However, with the large amounts of data that are being generated each day, new forms of data representation are necessary, so users can represent multiple variables simultaneously, identify trends from different perspectives, and communicate the meaning of the data to diverse audiences. In addition, there is a need to create tools that work across disciplines for interdisciplinary research.

Multisensory data representation can enhance the user experience and make data analysis accessible to different audiences through intuitive tools that leverage our innate abilities to understand information with different sensory modalities [3]. Loftin [4] noted that there are limits to the number of variables we can process visually, but the brain is capable of processing information from multiple senses simultaneously. By using multiple senses, it is possible to increase the number of variables and relationships that can be represented in complex data sets.

When designing these tools, it is important to understand the semiotic structure of each design element because the tools must map the audiovisual semantic and syntactic relationships to the variables in the data. Users must also be able to use different media to expand and refine paths through the data and create visual hierarchies that highlight specific relationships, patterns, and outliers. The exploration of complex data sets also requires flexible ways to organize and store data. Audiovisual metadata supports data exploration by providing a fluid database structure that encourages new perspectives and facilitates collaboration between users from different research communities.
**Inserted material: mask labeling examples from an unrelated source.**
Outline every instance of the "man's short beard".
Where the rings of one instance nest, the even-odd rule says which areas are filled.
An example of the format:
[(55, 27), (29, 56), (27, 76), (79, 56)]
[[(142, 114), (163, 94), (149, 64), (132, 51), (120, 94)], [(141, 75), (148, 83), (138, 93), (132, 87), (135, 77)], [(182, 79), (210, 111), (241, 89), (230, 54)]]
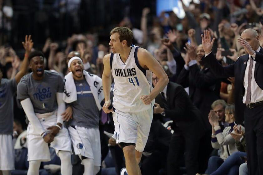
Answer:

This paper includes an analysis of the semiotics of multisensory data representation and provides some design objectives for audiovisual metadata for data organization.

2 Multimedia Data Representation

In multisensory data design, the granularity of audiovisual design ranges from specific or localized representation, which is achieved with graphics, to infinite or non-localized space, which is achieved with sound [5]. Visual encoding and semantic relationships can represent data details, patterns or trends, and the integrated whole.

The Gestalt principles of perception play an important role in helping the user identify patterns and relationships. For example, by assigning specific colors, shapes, textures, and sounds to different variables in a data set, it is possible to quickly identify groups of information and patterns represented by similar variables. The design elements, such as colors, textures, shape, and lines, must be distinctly different to avoid confusion and promote quick recognition. It is often possible to use established cognitive and emotional associations with design elements to enhance the communication process. For example, weather maps use colors to represent temperature—blue for cold and red for hot. Spatial mappings of data can define time-based relationships that occur sequentially or simultaneously. These representations may be very specific and show actual times, or they may be relational mappings that show order or simultaneous events. Visuals can depict these spatial mappings through position, transparency, and animation.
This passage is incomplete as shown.